Offering cuisine or Bhog-Prasad cuisine
The tradition of offering in the temple is as long as the memory of human civilization and urbanisation. Some of the dishes which are part of this cuisine have a very lasting history and influence of all the factors that help in developing a dish. The recipes followed by the temple or any religious place remain the same for many years or generation to sustain the authentic nature of the dish. These dishes are cooked on a very large scale and high quantity. India Post has assigned six such dishes on the stamps, they are Modak, Mahaprasad Rice & Dal, Chappan Bhog, Peda, Sandesh and Tirupati Laddoo.
Chhappan Bhog: 56 food offering
The vast range of delicacy that is offered in the Puri temple to Lord Jagannath and to Sri Krishna in Mathura is called Chhapaan Bhog. These both events take place on the day of Goverdhan Puja celebrated the next day of Diwali. Chhappan Bhog means 56 foods offering, the dishes included in this Prasada change from region to region, but the number of dishes remains the same. The dishes that are prepared have their own tale to tell from its origin to its place in Chhappan bhog.
The cuisine is the speciality of a region which finds its flavour into the daily life. To promote the cuisine of India, India Post has issued a commemorative stamp depicted Chappan Bhog in the above-shown image in 2017. It is one of the finest examples of Indian cuisine on stamps.

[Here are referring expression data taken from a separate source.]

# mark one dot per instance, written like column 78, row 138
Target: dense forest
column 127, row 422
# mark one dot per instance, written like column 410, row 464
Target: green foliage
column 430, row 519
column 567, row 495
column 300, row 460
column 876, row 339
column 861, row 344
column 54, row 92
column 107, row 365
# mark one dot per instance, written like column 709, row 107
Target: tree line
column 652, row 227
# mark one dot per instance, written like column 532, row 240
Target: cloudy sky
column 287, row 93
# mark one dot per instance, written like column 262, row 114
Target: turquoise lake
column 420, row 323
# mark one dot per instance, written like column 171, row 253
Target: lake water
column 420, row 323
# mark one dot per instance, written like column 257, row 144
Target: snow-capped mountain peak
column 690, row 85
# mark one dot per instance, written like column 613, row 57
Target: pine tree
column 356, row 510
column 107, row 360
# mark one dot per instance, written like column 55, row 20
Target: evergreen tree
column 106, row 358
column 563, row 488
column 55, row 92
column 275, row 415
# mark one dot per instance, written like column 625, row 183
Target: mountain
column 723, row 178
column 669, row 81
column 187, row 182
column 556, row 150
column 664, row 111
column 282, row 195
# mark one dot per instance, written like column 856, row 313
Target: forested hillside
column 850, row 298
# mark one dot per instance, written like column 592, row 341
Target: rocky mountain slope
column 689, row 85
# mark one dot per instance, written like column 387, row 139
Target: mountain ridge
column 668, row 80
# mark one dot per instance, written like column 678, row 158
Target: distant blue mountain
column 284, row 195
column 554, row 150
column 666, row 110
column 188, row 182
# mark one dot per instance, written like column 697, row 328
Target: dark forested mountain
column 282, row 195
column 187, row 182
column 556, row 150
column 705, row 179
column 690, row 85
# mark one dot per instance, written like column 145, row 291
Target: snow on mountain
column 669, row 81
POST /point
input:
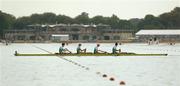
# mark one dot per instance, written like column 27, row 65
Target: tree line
column 168, row 20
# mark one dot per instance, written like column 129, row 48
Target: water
column 54, row 71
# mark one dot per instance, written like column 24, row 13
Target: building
column 167, row 35
column 75, row 32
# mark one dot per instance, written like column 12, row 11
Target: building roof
column 159, row 32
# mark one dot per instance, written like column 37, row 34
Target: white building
column 165, row 35
column 59, row 37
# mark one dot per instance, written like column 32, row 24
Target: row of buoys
column 86, row 68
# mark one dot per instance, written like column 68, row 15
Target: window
column 85, row 37
column 106, row 38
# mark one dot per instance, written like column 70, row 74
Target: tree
column 83, row 18
column 150, row 22
column 64, row 19
column 6, row 22
column 98, row 20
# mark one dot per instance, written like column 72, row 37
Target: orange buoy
column 104, row 75
column 122, row 83
column 98, row 72
column 111, row 79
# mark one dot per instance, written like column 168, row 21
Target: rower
column 79, row 50
column 63, row 50
column 115, row 50
column 96, row 50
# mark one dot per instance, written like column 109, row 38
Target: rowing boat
column 88, row 54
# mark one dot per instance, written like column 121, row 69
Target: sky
column 124, row 9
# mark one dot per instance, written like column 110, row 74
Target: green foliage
column 164, row 21
column 6, row 22
column 83, row 18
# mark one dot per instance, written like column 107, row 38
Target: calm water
column 54, row 71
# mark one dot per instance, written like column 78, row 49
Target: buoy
column 104, row 75
column 87, row 68
column 122, row 83
column 111, row 79
column 98, row 73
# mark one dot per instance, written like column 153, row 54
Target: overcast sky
column 124, row 9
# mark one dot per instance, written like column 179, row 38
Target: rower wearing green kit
column 115, row 50
column 79, row 50
column 96, row 50
column 62, row 49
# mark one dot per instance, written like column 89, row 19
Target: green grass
column 90, row 54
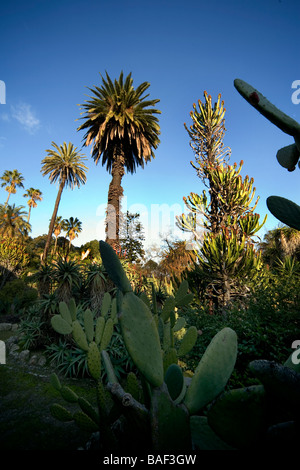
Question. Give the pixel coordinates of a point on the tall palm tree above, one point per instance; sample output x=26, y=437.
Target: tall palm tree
x=122, y=127
x=11, y=181
x=58, y=227
x=65, y=165
x=72, y=227
x=33, y=196
x=12, y=221
x=280, y=243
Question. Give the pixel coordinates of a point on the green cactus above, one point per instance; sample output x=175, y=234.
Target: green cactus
x=89, y=410
x=267, y=109
x=179, y=324
x=213, y=370
x=80, y=336
x=94, y=361
x=169, y=424
x=288, y=212
x=114, y=267
x=281, y=382
x=107, y=333
x=188, y=341
x=203, y=437
x=68, y=394
x=85, y=422
x=288, y=156
x=60, y=325
x=60, y=413
x=133, y=387
x=65, y=312
x=239, y=416
x=106, y=303
x=141, y=338
x=175, y=382
x=72, y=309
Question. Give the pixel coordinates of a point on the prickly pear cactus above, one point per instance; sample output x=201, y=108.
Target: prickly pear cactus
x=283, y=209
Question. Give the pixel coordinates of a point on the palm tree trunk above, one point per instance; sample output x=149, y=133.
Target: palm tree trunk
x=6, y=202
x=52, y=222
x=29, y=212
x=115, y=193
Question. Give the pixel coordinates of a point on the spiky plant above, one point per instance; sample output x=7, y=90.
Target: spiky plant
x=67, y=276
x=123, y=130
x=33, y=196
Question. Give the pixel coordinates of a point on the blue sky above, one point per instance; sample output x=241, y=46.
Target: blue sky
x=51, y=51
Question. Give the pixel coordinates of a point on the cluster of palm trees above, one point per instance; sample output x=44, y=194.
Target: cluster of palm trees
x=121, y=126
x=72, y=227
x=14, y=221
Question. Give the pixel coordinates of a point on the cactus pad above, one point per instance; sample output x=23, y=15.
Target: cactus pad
x=89, y=325
x=114, y=267
x=174, y=380
x=94, y=361
x=188, y=341
x=288, y=156
x=60, y=325
x=141, y=338
x=288, y=212
x=80, y=336
x=267, y=109
x=65, y=312
x=61, y=413
x=213, y=370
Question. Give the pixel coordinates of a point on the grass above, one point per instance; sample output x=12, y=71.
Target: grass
x=25, y=419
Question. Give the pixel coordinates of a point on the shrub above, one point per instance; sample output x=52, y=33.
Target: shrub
x=16, y=295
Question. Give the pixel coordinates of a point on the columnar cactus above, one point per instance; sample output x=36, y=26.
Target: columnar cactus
x=283, y=209
x=160, y=409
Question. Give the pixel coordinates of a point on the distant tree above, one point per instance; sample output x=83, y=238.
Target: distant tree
x=13, y=222
x=122, y=127
x=176, y=260
x=33, y=196
x=93, y=247
x=65, y=165
x=11, y=181
x=280, y=243
x=132, y=237
x=72, y=227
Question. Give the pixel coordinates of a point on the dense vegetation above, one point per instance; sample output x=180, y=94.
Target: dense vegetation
x=234, y=279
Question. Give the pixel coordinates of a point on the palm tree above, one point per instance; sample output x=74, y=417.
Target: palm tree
x=58, y=227
x=72, y=227
x=12, y=222
x=65, y=165
x=11, y=181
x=123, y=130
x=33, y=195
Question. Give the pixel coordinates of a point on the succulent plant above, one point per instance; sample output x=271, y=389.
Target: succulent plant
x=161, y=409
x=283, y=209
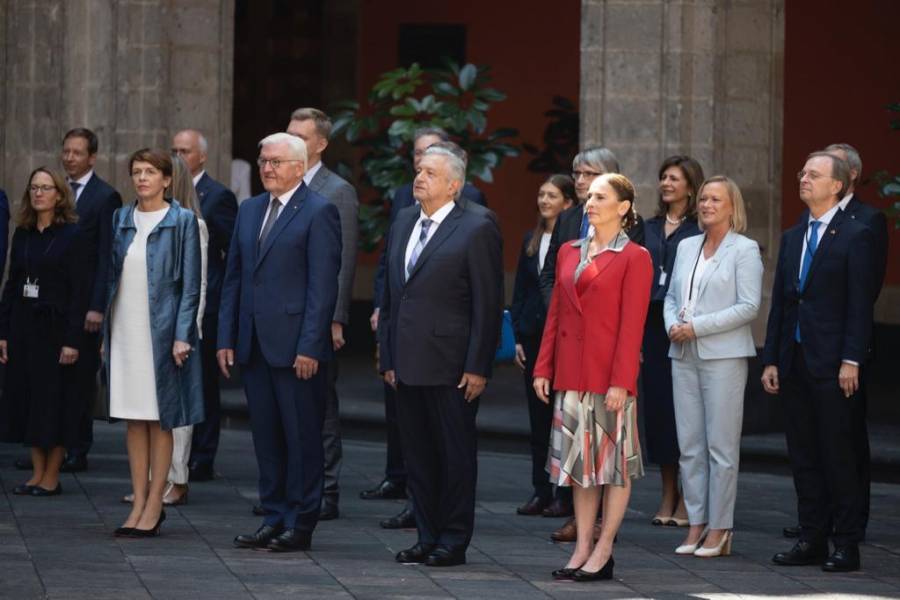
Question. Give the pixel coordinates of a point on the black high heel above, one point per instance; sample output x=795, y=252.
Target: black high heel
x=137, y=532
x=604, y=573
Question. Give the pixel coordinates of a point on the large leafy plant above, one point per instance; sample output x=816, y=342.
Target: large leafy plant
x=454, y=98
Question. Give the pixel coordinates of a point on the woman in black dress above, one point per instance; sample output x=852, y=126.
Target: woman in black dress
x=41, y=320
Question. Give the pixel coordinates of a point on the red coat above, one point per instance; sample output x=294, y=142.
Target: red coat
x=592, y=338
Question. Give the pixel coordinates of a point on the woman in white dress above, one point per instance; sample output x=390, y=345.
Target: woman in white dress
x=153, y=300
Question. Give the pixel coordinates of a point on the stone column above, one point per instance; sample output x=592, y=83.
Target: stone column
x=134, y=71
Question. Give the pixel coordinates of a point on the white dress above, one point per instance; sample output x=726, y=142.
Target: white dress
x=132, y=377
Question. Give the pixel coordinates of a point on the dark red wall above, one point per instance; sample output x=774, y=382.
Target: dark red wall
x=533, y=54
x=841, y=69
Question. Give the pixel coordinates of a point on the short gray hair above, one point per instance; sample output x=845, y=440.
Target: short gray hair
x=296, y=145
x=853, y=158
x=597, y=157
x=455, y=164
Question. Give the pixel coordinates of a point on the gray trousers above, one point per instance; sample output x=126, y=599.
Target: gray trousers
x=709, y=413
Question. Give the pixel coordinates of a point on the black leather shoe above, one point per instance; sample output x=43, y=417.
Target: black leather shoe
x=386, y=490
x=74, y=464
x=415, y=555
x=260, y=539
x=405, y=519
x=533, y=507
x=292, y=540
x=844, y=559
x=444, y=556
x=803, y=553
x=200, y=472
x=558, y=509
x=40, y=492
x=791, y=532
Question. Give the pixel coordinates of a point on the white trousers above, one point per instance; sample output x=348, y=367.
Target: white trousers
x=709, y=414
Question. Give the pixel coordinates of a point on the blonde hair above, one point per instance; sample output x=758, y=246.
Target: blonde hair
x=739, y=215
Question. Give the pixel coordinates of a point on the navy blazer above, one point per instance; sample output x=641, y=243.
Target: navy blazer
x=568, y=228
x=219, y=208
x=403, y=197
x=527, y=309
x=834, y=308
x=284, y=293
x=95, y=206
x=445, y=319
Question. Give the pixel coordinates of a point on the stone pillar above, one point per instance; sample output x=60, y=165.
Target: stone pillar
x=134, y=71
x=699, y=77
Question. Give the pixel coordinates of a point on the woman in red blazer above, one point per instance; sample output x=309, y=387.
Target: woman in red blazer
x=590, y=350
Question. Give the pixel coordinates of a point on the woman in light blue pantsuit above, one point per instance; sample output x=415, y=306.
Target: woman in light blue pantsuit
x=713, y=297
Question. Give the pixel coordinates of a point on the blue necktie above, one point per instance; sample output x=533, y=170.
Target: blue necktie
x=423, y=235
x=812, y=242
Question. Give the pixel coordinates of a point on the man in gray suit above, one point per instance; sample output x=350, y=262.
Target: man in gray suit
x=314, y=127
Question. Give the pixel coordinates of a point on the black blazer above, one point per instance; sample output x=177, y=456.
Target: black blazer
x=445, y=319
x=219, y=207
x=95, y=206
x=834, y=308
x=402, y=198
x=568, y=228
x=527, y=308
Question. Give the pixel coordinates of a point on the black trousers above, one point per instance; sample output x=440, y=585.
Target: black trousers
x=86, y=367
x=205, y=440
x=437, y=428
x=823, y=436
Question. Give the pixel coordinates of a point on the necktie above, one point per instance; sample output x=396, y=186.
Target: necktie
x=270, y=221
x=812, y=242
x=423, y=235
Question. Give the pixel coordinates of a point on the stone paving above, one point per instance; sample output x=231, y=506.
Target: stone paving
x=62, y=547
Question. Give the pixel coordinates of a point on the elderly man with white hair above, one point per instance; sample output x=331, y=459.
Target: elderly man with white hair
x=278, y=299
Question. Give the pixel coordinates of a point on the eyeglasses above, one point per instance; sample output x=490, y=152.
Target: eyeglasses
x=273, y=162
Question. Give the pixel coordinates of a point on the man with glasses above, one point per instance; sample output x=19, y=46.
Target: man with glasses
x=818, y=334
x=278, y=299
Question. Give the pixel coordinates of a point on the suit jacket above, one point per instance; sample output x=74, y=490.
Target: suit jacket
x=284, y=292
x=95, y=206
x=568, y=228
x=340, y=193
x=403, y=197
x=219, y=208
x=728, y=299
x=592, y=339
x=445, y=319
x=527, y=308
x=834, y=308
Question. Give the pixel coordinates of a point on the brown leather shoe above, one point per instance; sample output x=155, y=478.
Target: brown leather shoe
x=568, y=533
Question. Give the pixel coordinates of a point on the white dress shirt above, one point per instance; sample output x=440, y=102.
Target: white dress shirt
x=437, y=218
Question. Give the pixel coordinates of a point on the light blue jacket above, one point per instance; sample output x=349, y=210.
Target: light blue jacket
x=173, y=273
x=730, y=293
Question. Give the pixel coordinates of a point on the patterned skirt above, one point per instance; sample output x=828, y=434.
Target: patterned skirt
x=591, y=446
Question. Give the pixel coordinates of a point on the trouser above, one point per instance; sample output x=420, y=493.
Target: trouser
x=709, y=414
x=823, y=436
x=437, y=427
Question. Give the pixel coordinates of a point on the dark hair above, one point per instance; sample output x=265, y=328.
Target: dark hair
x=159, y=159
x=566, y=186
x=693, y=173
x=90, y=136
x=65, y=206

Sandesh has been called the emblem of Bengaliness according to food historian Taylor Sen. It is a power packed the punch of taste and reflects the rise of the Bengali renaissance with the European influence. Traditional Sandesh is made for Chenna, an extract from curdled milk. To celebrate some of the traditional cuisines of India, India Post issued a commemorative stamp in 2017. In the above-shown image, this stamp is featured, it is the part of the Bhog Prasad miniature sheet.
In modern India, one can find many types of fission and fusion is Indian cuisine which is influenced by the continental and other Asian cuisines. The influence of the European traditional food has also influenced the various parts of Indian cuisine. All this influence is very authentically Indianized to the Indian standards of taste. India since the time immemorial had a rich collection of spices which not only flourished its trade but enhance the food traditions. Every dish that came to this land was accepted and transformed according to the different needs and taste of the regions. In all the states of India, one can find the same dish, but the preparation method is different so the taste is different. One can take the example of biryani, every state makes this dish in its own unique ways. Indian cuisine on stamps is a way is the mirror of the diver culture of India and one can accurately the different phases of Indian tradition through its food culture through these stamps.